The GNOME Foundation is thrilled to announce the GNOME project is receiving €1M from the Sovereign Tech Fund to modernize the platform, improve tooling and accessibility, and support features that are in the public interest.
This investment will fund the following projects until the end of 2024:
- Improve the current state of accessibility
- Design and prototype a new accessibility stack
- Encrypt user home directories individually
- Modernize secrets storage
- Increase the range and quality of hardware support
- Invest in Quality Assurance and Developer Experience
- Expand and broaden freedesktop APIs
- Consolidate and improve platform components
I wonder if any of this will improve Wayland/mutter, I love GNOME’s UI… but I had to move to KDE for a better gaming experience.
I don’t think that’s the focus. I know you won’t like this, but the Shell is already in a good place.
HDR is in progress. VRR does have patches In progress.

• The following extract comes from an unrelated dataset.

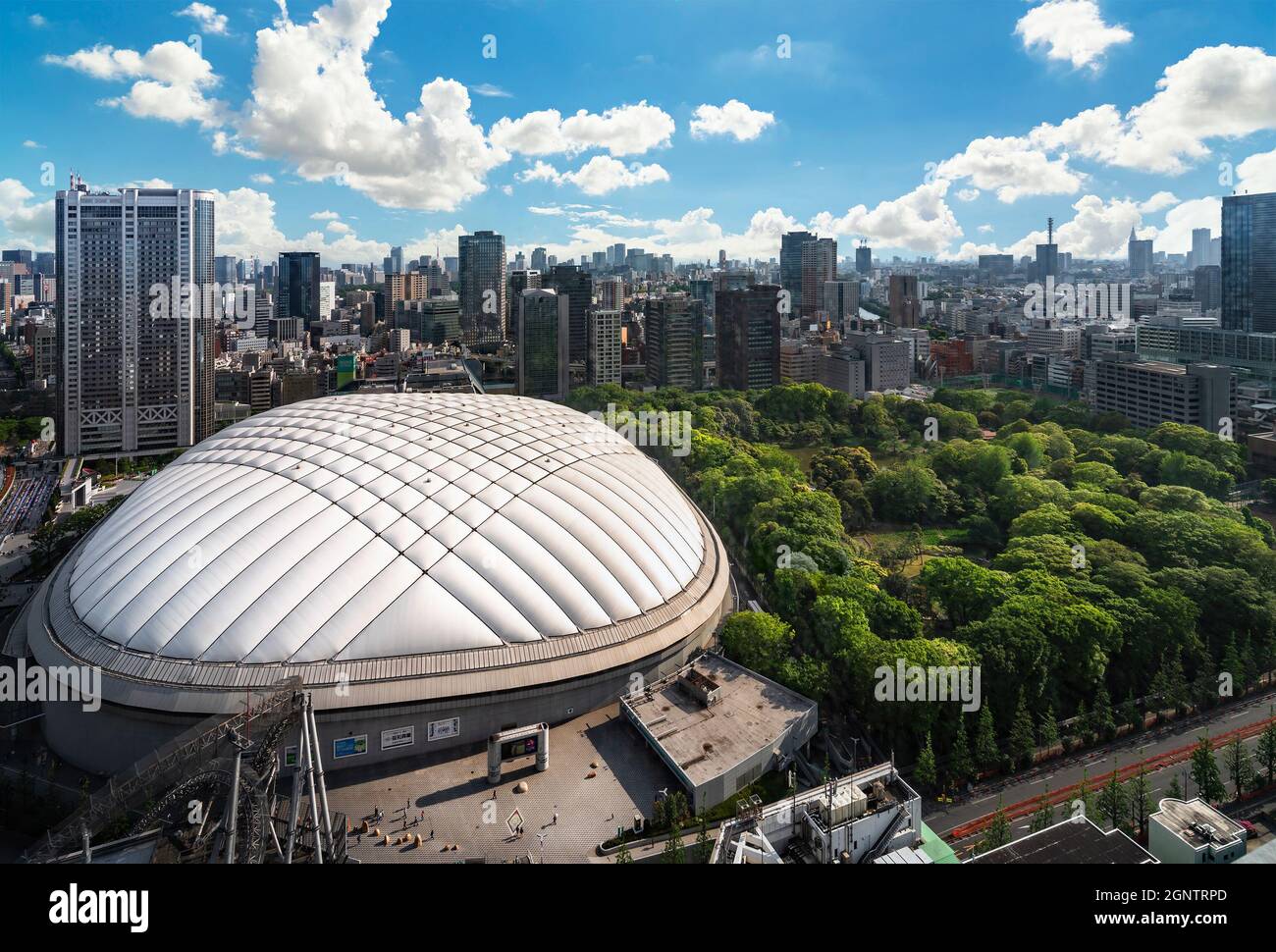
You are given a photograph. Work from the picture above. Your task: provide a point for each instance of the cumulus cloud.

If I use GNOME I get the most beautiful desktop UI, if I use Plasma I get a better gaming experience. I wish I could have both.
This has been the case for years at this point
The gap between “nothing has been done for this task” and “multiple developers have written, reviewed, and discussed patches for this” is immense and positive.
These discussions took place several years ago if I remember correctly. The problem seems to be that cursor seems to want to refresh at a different rate than the content in screen and the people at gnome want the cursor to not feel choppy by being refreshed at the vrr determined refresh rate
The MR has multiple commits about 4 months old. It’s a bummer it’s moving slow but I believe it will land someday. I hope at least.
There appears to be at least an aspirational goal for GNOME 46 to land experimental support.
I am also sure that it will land as well. As a gnome user I hope it lands sooner than later. I am just frustrated because the pursuit of perfection is keeping us from having a better experience now. It’s the calculator on iPad situation. Just because the perfect solution has not been found yet does not mean there should be no implemented solution at all.